Although it is easy to criticize those involved in hindsight, it should be stressed that health repercussions resulting from radiation contamination were known and the precautions to counter their health effects were disregarded because "Production, not health and safety, was the first priority." As Michelle Gerber points out in On the Home Front, workers' families and area residents should have been located further away from the reservation. More importantly, could decisions regarding human and environmental safety at Hanford been made in a more and public and inclusive manner without threatening National Security?
In regards to the uncanny and overwhelming incident of illness and disease in the Hanford downwinder population, I personally find it difficult to accept the uncommitted results of the Hanford Thyroid Disease Study. Epistemological studies like these fail to take into account the inherent complexities of radiation exposure and illness, which differ from individual to individual according to a complex array of varying factors. In any case, class action lawsuits will continue to build and may take years to be heard while more people become ill or die waiting for answers and retribution.
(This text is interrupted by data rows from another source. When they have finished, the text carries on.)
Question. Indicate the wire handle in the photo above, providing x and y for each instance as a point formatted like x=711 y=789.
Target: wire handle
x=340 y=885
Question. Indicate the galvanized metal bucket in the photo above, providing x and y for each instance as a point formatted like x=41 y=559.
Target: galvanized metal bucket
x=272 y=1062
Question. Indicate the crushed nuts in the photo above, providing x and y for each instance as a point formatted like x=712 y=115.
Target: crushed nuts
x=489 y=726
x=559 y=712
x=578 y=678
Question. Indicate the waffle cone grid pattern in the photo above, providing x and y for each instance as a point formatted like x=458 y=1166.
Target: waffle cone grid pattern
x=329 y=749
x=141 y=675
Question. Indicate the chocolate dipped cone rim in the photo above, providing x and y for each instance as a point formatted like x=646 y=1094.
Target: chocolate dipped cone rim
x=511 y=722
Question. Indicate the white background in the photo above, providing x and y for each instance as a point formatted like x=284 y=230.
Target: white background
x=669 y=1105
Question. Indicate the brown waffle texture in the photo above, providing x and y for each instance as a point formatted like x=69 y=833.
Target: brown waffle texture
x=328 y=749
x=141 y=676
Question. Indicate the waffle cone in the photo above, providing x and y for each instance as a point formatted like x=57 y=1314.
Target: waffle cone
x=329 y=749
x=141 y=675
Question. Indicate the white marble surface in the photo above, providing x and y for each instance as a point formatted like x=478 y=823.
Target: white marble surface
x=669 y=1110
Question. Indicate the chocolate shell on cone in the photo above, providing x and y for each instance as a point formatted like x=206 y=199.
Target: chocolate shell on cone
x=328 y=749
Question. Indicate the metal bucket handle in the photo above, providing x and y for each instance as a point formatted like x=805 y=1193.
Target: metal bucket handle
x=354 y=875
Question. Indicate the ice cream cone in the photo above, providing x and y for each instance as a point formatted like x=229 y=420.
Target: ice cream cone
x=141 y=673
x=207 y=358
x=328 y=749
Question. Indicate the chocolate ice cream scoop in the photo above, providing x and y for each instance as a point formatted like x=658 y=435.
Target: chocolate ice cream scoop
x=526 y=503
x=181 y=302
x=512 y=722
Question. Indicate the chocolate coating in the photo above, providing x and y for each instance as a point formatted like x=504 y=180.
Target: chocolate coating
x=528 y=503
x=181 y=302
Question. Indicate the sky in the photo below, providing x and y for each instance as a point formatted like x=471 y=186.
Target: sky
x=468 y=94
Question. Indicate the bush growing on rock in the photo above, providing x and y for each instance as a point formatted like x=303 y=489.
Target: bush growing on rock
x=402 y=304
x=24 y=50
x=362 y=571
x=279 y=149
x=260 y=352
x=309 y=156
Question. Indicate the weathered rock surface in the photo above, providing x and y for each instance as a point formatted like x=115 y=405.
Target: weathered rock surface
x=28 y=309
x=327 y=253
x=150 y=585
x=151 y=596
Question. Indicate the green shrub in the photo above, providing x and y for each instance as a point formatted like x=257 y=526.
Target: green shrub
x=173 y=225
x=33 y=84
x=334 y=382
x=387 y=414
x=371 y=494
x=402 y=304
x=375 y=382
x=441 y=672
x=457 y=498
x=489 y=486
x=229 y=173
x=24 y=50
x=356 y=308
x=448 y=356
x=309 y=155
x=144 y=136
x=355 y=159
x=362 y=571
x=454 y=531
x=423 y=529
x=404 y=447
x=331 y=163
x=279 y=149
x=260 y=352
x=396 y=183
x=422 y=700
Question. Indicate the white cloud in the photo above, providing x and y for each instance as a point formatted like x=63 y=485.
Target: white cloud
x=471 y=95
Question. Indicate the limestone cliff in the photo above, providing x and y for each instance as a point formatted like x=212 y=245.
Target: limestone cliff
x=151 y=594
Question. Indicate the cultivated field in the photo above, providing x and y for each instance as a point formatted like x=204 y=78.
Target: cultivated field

Will we forget the issues at hand and let our government and corporate officials continue with reckless abandon when it comes to making decisions on the future of nuclear energy, atomic weaponry, and other long-term environmentally destructive industries? Or will we take charge and demand research and development of sustainable forms of energy that have the possibility to render nuclear energy and fossil fuels obsolete? With the previous Bush and now current Obama administration promoting nuclear energy in the wake of the Fukushima Daiichi nuclear disaster it is increasingly important that we become active, informed citizens and involve ourselves in government affairs and decision-making concerning nuclear weaponry and energy development while keeping in mind the past generation's nuclear follies and mistakes.